Fluid homeostasis is critical for life and maintenance of health in general. Numerous studies have shown that even dehydration of 2% of body weight increases cardiovascular strain (17), decreases exercise performance (18,23), and hinders the thermoregulatory advantages conferred by high aerobic fitness and heat acclimatization (33).
It is also well documented that the ingestion of a CHO solution during intense exercise lasting >1 h delays fatigue (12,32) and improves performance (1,19). This improvement has been attributed mainly to the maintenance of higher glucose oxidation rates during the later stages of exercise and liver glycogen sparing (13,31). However, this is not the case in shorter (<1 h) and intense events (>75% V˙O2max) where the results remain controversial, with some studies showing an improvement in performance (1,5,19) and others having not found such an effect (3,14,24). The physiological mechanism behind these observations is unclear.
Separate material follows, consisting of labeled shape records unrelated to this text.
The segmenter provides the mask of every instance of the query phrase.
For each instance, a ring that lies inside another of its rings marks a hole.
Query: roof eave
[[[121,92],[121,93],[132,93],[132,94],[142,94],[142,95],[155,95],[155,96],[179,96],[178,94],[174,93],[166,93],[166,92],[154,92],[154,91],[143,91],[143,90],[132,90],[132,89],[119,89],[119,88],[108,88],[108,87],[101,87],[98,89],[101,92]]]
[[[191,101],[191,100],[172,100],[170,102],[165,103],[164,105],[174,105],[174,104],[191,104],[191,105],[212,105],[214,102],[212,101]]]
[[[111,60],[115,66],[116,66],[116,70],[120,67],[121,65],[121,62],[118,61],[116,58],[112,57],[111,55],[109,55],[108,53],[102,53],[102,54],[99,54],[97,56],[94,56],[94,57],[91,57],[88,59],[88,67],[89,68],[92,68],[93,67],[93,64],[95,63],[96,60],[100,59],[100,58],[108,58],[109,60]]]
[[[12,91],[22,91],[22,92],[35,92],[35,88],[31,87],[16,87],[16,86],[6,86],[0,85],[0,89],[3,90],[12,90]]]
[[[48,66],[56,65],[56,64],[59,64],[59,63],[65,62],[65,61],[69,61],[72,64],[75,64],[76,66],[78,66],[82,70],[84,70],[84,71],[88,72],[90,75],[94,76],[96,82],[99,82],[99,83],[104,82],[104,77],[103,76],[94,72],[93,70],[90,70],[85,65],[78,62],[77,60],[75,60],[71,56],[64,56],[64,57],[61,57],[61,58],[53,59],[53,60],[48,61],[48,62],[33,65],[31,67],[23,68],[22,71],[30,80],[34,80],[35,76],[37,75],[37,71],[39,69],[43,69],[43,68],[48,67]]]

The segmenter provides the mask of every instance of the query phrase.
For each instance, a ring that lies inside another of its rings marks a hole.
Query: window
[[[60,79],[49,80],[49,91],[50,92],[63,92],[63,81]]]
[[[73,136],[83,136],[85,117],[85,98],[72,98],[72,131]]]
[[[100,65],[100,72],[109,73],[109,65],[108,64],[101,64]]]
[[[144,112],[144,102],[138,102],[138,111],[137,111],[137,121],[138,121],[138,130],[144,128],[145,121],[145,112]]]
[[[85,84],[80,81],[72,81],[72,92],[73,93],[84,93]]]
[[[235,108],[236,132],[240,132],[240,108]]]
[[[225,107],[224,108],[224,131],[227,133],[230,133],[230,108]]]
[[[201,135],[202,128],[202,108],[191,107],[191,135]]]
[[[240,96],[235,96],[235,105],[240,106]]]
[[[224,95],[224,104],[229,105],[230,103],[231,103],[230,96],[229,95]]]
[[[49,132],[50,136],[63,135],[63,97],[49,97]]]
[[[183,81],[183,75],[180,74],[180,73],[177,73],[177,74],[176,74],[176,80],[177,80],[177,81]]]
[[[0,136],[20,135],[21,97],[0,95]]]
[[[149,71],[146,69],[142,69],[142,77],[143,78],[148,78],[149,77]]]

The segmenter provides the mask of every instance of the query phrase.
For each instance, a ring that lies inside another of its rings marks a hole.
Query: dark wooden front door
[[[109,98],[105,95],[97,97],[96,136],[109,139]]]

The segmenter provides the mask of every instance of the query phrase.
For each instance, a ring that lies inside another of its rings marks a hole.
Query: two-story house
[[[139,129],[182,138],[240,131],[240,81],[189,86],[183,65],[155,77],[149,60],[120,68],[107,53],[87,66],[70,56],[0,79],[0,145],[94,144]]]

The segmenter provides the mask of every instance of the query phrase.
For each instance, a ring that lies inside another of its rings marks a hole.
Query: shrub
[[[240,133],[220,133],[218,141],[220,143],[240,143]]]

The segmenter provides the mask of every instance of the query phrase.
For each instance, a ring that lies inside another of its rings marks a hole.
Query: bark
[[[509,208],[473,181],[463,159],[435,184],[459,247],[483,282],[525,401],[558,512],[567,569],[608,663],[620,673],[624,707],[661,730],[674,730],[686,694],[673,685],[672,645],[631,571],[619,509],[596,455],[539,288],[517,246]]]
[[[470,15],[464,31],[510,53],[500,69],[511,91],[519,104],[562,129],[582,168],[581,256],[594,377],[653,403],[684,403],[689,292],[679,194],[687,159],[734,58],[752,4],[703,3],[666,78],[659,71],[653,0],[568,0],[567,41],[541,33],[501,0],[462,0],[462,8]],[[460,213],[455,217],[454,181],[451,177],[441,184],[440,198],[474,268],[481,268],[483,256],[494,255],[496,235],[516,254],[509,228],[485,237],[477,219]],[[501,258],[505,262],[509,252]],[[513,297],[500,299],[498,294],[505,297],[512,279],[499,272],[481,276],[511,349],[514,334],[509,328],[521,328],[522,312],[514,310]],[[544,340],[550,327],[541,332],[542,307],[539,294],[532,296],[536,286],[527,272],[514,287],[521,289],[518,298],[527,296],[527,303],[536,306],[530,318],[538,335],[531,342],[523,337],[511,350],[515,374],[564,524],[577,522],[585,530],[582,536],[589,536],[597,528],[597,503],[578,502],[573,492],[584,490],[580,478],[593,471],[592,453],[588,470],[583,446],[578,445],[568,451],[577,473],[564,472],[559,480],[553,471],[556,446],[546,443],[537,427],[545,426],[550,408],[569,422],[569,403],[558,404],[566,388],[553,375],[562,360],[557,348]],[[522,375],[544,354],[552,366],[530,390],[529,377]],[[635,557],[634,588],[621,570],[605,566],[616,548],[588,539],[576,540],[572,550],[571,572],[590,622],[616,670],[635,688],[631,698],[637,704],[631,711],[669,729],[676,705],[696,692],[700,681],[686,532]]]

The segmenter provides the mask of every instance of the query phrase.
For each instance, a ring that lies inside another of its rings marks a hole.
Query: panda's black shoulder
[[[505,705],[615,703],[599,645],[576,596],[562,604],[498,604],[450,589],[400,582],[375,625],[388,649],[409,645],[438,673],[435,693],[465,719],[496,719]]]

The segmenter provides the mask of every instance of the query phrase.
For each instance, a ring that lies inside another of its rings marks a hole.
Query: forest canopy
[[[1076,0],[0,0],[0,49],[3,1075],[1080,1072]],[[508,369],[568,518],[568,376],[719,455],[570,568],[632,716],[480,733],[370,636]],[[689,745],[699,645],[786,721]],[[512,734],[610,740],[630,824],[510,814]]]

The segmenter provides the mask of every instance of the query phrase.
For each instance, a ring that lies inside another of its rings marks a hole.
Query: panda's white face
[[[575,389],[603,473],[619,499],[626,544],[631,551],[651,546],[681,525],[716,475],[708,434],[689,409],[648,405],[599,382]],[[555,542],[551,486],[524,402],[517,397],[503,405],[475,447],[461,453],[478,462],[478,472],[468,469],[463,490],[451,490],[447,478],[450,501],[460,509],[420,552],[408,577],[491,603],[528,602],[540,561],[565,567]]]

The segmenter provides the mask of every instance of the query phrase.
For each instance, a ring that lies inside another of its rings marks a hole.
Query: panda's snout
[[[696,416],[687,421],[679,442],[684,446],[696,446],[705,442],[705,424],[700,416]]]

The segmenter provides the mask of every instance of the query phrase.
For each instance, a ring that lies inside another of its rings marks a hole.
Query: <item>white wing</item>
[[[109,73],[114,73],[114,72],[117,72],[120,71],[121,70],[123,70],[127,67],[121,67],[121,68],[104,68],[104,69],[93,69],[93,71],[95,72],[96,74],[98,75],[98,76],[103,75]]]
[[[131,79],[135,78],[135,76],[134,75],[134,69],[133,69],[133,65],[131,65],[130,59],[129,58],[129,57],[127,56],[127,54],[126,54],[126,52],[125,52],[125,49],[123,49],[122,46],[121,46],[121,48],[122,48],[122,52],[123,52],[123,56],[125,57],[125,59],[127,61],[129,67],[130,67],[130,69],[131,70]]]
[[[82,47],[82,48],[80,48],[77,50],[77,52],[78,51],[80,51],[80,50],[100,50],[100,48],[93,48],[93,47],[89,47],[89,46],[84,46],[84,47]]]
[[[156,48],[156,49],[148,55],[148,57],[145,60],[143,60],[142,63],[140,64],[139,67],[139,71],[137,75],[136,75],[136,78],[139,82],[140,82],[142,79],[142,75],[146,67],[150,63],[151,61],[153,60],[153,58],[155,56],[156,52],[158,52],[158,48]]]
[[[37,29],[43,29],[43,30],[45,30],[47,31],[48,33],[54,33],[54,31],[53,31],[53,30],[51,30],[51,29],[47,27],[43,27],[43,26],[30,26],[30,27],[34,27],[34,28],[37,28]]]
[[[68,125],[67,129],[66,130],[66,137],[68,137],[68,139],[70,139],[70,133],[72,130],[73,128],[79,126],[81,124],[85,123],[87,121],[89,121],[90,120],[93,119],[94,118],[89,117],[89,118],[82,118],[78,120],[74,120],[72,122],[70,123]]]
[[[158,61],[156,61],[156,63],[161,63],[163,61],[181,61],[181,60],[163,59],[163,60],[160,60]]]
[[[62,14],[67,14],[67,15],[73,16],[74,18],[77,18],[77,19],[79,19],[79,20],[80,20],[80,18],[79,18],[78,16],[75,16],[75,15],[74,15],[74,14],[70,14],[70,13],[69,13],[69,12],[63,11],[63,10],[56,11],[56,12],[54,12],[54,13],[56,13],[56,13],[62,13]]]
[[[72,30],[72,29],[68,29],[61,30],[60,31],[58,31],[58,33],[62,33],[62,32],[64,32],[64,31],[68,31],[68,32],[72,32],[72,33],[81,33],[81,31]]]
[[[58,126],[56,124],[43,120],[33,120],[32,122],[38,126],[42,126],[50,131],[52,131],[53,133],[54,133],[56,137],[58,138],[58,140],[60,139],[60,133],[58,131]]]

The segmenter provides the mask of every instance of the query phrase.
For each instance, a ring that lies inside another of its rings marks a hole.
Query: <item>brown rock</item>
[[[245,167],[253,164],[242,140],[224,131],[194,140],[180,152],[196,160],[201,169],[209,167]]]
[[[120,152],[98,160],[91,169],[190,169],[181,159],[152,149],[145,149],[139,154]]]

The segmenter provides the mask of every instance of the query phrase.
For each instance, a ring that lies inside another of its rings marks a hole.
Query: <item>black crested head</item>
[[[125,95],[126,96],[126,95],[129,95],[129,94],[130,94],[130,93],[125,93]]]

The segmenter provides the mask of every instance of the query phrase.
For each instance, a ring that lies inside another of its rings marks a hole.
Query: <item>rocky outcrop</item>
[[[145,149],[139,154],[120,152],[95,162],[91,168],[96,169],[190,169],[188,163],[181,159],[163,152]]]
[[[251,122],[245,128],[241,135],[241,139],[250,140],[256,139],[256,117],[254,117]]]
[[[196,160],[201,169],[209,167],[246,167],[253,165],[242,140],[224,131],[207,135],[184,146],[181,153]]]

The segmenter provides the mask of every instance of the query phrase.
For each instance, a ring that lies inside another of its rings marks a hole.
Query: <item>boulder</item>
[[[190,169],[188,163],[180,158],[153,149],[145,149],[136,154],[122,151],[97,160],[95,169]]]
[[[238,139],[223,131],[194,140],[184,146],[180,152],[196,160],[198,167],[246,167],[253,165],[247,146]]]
It has been reported that exogenous CHO under these conditions have minimal contribution to CHO oxidation in the muscle (22). In addition, it is well documented that muscle glycogen concentration is not the limiting factor during intense events lasting up to 1 h (22,29). Therefore, it has been hypothesized that mouth and/or pharyngeal receptors are involved in this process and may play an important role (10). Previous studies have suggested that activation of those receptors influence thirst and thermoregulatory responses in dehydrated subjects (16,30).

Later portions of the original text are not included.